This large, centrally located park is a jewel in Toronto’s park system. High Park combines extensive natural areas with maintained parkland, recreational facilities and popular attractions for a unique urban park experience that can be enjoyed year-round. Recognized as one of the most significant natural sites within the City of Toronto, over one-third of the park remains in a natural state. High Park is home to many species of wildlife and contains an outstanding concentration of rare plant species.
This park features: Natural areas and walking trails, sports facilities, historic Hillside Gardens, Children’s Garden, Grenadier Pond, High Park Zoo, Colborne Lodge, Trackless Train
Colonel Danforth Park can be found northwest of Lawrence Avenue and Meadowvale Road. If you follow the park trail to the northwest, you will find Morningside Park. Go southeast and you will find the Lower Highland Creek Park. This stretch of green space is another gem of a ravine in Toronto featuring the Highland Creek Trail. Wildlife, interesting plants and Highland Creek make this a wonderful walk in the east end.
WILDLIFE – Good spot to watch the fall salmon run up the Highland Creek.
This 44 hectare valley wilderness park offers more than 2 km of pedestrian/bicycle trails as well as plenty of undisturbed woodland excellent for nature walks. Park facilities include a winterized fully-accessible washroom, drinking fountains, a water tap, picnic area and fire pits.
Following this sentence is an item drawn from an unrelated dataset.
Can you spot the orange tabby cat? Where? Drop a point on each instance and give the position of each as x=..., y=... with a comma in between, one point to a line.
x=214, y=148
Alexander Milne first settled in the northern end of the valley now known as Wilket Creek following the War of 1812. From this period until the 1950s it was known as Milne Creek. Wilket Creek Park is known for its mature coniferous and deciduous forest communities. Mature stands of Eastern Hemlock, Sugar Maple, American Beech, Red Oak and Hop Hornbeams thrive along the valley walls. A diversity of species may be found within the valley, including such rare plants as Canada Sicklepod (Senna obtusifolia), Snakerod, and New York Fern. Some uncommon bird species have also visited during seasonal migrations.
This park is reminiscent of summer camp — seemingly far removed from all things urban and industrial. It houses multiple bike and hiking trails as well as sports facilities, but it’s when you get to the park’s centre that you realize it feels like the city has been left behind. If it hadn’t been for activist’s like Jane Jacobs, this green space would be the Spadina Expressway.
A quiet 3.4 hectare park near Castle Frank Road and Bloor Street East featuring an entrance with ornamental gates, a mature tree canopy and a dog off-leash area. The park is adjacent to Milkman’s Lane with access to a ravine trail and the Don Valley Brick Works.